Bestätigen Sie im Konfigurationsmodus Ihre Konfiguration durch Eingabe der show policy-options show routing-instances und-Befehle. Wenn die Ausgabe nicht die beabsichtigte Konfiguration anzeigt, wiederholen Sie die Konfigurationsanweisungen in diesem Beispiel, um sie zu korrigieren.

Der Kürze halber enthält diese show Befehlsausgabe nur die Konfiguration, die für dieses Beispiel relevant ist. Alle anderen Konfigurationen auf dem System wurden durch Auslassungspunkte ersetzt (...).

Wenn Sie mit der Konfiguration des Geräts fertig sind, rufen Sie den Konfigurationsmodus auf commit .

Verifizierung

Bestätigen Sie, dass die Konfiguration ordnungsgemäß funktioniert.

Überprüfen von OSPF-Schnittstellen

Zweck

Überprüfen Sie OSPF-fähige Schnittstellen.

Aktion

Geben Sie in der CLI den show ospf interface instance vr1-root Befehl ein.
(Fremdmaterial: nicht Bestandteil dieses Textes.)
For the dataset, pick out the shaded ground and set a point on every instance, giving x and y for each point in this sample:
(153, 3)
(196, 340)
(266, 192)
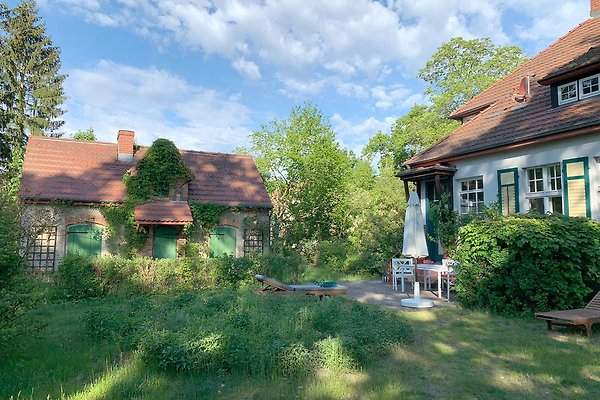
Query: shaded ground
(381, 293)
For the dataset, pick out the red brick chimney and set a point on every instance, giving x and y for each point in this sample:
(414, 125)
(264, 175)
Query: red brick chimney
(125, 145)
(594, 8)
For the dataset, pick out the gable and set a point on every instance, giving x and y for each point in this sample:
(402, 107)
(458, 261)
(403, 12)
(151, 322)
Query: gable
(83, 171)
(506, 122)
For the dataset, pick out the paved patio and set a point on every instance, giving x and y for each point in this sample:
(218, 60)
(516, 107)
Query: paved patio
(381, 293)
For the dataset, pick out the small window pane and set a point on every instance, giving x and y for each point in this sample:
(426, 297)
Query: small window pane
(556, 204)
(575, 169)
(567, 92)
(507, 178)
(537, 204)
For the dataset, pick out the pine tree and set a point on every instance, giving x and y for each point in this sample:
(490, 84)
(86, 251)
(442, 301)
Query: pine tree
(31, 90)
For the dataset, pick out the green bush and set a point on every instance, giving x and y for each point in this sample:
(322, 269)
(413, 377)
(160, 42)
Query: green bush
(80, 277)
(244, 333)
(76, 278)
(522, 264)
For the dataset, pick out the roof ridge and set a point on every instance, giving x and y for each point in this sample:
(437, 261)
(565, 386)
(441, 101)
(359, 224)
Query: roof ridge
(485, 111)
(50, 138)
(463, 109)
Überprüfen von OSPF-Nachbarn

Zweck

Überprüfen Sie die OSPF-Nachbarn.

Aktion

Geben Sie in der CLI den show ospf neighbor instance vr1-root Befehl ein.

Überprüfen von OSPF-Routen

Zweck

Überprüfen Sie die OSPF-Routen.

Aktion

Geben Sie in der CLI den show ospf route instance vr1-root Befehl ein.